Donald Trump dice que los Estados Unidos volverán a ser un gran país. Hillary Clinton replica que nunca dejaron de serlo. Para Trump, Hillary es “la chueca”. Para Hillary, Trump es “un fraude”. Sólo uno de cada cuatro norteamericanos tiene una buena impresión de ambos candidatos. Está bien: son los pocos que votan en las presidenciales mientras corta clavos el resto de la humanidad, algo así como 7.000 millones de personas. ¿Por qué tanta expectativa? Porque, nos guste o no, el forcejeo entre la libertad y la equidad en ese país, así como el tono de la campaña, define la tendencia de la democracia en otras latitudes. En casi todas, diría yo.

La campaña quedó a trasluz en la convención republicana realizada Cleveland, Ohio, donde Trump aceptó la candidatura. “¡Que la encierren!”, clamaba la multitud, convencida de las faltas de Hillary como secretaria de Estado durante el primer período de Barack Obama en Libia, Nigeria, China, Siria, Rusia y Cuba. Más que errores, crímenes, como el ataque en 2012 contra el consulado norteamericano de Bengasi, Libia, en el que murieron el embajador Christopher Stevens y otros tres norteamericanos, y el uso de una cuenta de correo electrónico privada mientras ocupaba el cargo, sometida a una investigación judicial.

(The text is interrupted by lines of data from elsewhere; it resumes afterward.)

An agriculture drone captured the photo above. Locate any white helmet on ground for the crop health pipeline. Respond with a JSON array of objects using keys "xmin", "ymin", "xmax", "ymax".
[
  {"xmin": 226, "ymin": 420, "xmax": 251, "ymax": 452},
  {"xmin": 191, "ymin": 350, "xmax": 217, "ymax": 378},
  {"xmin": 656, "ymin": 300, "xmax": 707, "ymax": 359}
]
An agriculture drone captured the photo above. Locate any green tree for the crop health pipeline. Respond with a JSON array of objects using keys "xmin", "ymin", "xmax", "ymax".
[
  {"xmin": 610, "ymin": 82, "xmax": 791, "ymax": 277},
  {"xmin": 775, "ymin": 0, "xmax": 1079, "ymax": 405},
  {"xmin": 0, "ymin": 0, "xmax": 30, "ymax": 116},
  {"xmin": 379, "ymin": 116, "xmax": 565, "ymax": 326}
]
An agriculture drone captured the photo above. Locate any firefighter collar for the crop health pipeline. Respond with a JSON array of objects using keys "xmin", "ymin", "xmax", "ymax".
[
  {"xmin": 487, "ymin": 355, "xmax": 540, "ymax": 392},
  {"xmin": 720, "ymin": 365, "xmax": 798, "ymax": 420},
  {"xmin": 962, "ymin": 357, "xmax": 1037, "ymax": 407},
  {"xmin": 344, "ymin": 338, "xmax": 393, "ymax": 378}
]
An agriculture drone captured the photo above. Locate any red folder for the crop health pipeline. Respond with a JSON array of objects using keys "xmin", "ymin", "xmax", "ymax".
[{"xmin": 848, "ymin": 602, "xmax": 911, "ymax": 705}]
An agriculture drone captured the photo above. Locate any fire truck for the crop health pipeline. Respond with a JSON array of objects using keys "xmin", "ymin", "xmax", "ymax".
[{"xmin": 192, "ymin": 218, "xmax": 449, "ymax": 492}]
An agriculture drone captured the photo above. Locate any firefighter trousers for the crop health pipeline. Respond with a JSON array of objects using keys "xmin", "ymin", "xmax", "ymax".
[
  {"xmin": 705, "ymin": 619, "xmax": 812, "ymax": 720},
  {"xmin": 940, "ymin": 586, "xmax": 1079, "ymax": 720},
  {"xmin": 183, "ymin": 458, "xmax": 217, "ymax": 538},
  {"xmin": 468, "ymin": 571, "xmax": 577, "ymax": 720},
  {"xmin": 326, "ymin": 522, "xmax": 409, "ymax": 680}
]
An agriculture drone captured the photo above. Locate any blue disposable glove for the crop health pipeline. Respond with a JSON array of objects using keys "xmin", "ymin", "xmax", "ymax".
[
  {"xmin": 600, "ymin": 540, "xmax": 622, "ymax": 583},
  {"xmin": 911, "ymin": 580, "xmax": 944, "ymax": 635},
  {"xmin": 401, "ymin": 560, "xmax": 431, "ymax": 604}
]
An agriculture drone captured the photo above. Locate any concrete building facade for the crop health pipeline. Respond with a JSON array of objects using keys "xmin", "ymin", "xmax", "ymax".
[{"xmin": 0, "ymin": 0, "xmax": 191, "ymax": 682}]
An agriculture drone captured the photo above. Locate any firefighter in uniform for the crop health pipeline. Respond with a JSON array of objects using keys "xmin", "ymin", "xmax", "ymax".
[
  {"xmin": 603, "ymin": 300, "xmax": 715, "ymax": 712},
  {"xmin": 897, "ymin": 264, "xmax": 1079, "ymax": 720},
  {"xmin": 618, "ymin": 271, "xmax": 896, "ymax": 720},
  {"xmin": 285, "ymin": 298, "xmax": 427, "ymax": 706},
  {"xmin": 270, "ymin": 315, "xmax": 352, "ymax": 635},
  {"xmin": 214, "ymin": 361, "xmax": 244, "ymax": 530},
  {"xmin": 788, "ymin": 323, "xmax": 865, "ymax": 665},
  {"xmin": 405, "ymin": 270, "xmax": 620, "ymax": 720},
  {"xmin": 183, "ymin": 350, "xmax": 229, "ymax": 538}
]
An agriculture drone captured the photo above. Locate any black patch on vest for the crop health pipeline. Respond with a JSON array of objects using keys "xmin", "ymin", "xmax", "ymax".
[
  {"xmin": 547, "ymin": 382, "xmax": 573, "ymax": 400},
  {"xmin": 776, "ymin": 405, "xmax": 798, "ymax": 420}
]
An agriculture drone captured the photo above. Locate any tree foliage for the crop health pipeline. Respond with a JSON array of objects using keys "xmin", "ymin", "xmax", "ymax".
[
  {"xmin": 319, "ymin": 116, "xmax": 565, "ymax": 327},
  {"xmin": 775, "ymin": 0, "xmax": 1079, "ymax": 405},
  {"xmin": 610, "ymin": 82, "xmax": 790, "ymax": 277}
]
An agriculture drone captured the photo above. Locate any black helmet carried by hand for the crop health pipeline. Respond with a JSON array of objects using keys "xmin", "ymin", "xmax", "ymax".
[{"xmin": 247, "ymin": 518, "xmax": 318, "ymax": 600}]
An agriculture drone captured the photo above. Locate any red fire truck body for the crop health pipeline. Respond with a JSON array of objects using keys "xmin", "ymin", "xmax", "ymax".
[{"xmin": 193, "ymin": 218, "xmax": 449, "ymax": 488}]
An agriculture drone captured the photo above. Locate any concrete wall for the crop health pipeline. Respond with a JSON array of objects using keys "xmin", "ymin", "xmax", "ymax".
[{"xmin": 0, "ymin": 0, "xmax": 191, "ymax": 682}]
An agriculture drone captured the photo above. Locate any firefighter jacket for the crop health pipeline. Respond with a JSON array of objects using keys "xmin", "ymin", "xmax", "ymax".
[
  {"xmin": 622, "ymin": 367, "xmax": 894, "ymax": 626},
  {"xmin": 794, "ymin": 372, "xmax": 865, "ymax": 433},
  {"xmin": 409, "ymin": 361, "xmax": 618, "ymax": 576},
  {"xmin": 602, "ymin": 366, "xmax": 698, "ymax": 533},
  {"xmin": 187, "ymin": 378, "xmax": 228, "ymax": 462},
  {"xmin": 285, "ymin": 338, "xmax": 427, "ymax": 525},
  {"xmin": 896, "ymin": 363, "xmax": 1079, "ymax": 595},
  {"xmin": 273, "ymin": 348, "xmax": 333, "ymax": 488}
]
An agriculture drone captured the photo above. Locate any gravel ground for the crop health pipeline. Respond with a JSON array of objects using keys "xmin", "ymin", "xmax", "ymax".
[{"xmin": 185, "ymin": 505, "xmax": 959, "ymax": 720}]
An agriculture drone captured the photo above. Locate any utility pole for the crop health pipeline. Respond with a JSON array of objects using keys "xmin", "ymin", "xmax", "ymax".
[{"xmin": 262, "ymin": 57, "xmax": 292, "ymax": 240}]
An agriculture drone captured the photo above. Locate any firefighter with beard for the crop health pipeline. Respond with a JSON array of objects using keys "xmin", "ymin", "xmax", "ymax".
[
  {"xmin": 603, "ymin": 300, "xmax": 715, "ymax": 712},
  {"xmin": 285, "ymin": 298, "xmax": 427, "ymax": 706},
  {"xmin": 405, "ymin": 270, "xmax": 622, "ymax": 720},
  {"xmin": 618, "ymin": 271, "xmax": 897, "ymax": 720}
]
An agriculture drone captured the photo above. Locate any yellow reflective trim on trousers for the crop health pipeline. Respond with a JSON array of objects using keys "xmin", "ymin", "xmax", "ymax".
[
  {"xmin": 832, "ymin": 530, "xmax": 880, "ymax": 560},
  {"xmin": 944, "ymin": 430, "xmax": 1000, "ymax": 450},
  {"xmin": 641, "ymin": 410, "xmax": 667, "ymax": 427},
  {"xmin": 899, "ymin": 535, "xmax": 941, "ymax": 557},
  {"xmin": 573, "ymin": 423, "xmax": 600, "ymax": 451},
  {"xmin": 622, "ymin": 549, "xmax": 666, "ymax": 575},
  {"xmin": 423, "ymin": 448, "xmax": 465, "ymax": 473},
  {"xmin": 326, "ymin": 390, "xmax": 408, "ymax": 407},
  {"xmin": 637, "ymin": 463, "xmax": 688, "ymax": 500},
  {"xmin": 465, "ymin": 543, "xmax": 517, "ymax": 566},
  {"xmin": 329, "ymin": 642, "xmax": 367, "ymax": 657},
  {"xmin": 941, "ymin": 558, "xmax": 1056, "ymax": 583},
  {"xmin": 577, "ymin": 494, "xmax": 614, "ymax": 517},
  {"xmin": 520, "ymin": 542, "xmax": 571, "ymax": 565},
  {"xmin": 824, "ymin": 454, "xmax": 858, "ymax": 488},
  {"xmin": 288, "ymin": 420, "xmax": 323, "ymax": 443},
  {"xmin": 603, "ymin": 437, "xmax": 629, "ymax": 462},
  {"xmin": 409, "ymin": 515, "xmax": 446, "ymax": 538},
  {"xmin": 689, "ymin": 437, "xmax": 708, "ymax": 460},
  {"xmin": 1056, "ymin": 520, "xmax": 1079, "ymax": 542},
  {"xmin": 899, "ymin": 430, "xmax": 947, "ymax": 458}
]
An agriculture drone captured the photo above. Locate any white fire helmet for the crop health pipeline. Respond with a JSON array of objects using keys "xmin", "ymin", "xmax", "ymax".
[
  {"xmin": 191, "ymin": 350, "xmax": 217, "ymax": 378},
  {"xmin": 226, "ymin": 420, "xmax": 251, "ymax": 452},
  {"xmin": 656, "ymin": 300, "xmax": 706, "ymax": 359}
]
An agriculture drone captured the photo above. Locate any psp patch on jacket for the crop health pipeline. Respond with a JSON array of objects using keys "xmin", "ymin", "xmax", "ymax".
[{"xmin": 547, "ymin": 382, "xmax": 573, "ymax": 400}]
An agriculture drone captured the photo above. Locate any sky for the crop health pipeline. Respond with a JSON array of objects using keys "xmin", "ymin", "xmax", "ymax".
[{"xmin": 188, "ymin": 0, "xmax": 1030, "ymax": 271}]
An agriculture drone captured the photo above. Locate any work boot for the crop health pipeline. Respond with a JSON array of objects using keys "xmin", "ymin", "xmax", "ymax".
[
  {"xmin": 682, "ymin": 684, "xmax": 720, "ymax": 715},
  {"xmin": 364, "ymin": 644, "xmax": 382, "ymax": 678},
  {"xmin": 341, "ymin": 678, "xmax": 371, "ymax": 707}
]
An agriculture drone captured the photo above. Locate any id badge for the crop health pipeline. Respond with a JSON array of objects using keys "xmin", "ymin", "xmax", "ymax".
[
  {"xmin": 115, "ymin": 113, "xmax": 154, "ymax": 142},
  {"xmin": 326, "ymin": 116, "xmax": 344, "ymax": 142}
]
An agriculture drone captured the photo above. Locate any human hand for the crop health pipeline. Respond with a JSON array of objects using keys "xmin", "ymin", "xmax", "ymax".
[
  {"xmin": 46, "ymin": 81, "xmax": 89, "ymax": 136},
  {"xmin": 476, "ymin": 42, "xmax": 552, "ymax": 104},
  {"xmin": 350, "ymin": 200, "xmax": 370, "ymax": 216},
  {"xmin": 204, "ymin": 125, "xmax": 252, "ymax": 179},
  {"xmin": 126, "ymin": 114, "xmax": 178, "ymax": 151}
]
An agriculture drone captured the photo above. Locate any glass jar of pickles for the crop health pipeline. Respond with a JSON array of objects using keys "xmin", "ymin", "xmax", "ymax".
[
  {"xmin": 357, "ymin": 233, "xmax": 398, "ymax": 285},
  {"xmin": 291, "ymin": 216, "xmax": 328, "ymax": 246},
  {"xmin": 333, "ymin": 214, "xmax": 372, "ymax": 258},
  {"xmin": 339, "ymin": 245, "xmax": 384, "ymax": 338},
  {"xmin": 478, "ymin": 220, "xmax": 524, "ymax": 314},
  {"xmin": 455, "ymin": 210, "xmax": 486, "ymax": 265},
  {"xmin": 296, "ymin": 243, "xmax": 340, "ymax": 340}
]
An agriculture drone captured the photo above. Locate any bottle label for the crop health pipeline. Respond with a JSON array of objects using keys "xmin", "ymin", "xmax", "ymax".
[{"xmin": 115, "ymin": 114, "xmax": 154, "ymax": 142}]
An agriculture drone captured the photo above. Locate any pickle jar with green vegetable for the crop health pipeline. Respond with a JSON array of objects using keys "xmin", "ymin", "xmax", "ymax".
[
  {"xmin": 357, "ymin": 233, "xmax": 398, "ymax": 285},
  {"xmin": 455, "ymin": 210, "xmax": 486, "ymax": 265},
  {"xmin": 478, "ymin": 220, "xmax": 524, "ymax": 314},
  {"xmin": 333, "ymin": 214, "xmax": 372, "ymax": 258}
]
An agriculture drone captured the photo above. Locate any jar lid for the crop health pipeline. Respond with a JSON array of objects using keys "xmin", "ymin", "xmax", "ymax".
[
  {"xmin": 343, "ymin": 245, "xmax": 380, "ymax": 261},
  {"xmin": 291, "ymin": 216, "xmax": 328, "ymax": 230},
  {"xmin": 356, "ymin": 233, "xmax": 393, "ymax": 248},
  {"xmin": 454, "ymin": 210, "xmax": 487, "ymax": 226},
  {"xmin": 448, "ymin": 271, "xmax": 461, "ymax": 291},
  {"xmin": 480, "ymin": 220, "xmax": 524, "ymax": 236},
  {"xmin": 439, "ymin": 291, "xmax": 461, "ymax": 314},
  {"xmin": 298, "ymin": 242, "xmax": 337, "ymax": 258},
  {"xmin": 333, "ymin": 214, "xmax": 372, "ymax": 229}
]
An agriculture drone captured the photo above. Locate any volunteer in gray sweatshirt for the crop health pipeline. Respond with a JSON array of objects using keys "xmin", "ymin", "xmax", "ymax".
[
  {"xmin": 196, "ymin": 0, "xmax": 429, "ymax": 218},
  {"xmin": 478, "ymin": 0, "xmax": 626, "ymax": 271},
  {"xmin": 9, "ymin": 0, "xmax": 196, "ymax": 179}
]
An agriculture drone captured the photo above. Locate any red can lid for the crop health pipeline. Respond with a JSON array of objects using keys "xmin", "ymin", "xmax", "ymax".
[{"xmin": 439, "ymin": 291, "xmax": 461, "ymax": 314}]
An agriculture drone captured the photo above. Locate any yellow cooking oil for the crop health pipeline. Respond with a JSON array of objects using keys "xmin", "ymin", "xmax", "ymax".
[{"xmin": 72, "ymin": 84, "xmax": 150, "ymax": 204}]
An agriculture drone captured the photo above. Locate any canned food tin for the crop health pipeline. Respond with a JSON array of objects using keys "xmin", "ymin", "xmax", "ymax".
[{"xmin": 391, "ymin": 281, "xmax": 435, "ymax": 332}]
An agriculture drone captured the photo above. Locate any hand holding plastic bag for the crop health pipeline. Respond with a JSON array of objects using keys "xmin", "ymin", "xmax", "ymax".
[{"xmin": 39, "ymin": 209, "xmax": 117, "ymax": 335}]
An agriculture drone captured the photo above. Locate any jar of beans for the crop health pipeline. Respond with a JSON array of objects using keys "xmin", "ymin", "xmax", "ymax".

Ese es el tono de la campaña, adobado por Trump con los motes de “mentirosa”, “corrupta” y “marioneta” de los poderosos contra Hillary o de “mentiroso Ted” y de “pequeño Marco” contra los ex precandidatos presidenciales republicanos Ted Cruz y Marco Rubio o de “Pocahontas” contra la senadora demócrata Elizabeth Warren. La humillación del otro, sean inmigrantes ilegales, musulmanes, afroamericanos o minusválidos, canaliza un sentimiento popular. En su momento, Silvio Berlusconi se burló de una muchacha haciéndole una broma de mal gusto sobre los orgasmos. No sorprendió el exabrupto, sino el aplauso del público.

Lo mismo pasa con Trump, convencido de que el mundo estaría mejor si Saddam Hussein y Muamar Gadafi aún ejercieran el poder. Eran malos tipos, pero sabían asesinar terroristas, aduce. Esa suerte de rebelión contra las normas también marca la tendencia de la democracia frente a la decepción popular. Vladimir Putin blande el nacionalismo para reforzar el control de Rusia. Recep Tayip Erdogan profundizó la deriva autoritaria después del conato de golpe de Estado. En China, Xi Jimping se jacta de ser el líder más poderoso desde Mao Zedong. En Hungría, Viktor Orban se fortalece tendiendo muros frente a los refugiados.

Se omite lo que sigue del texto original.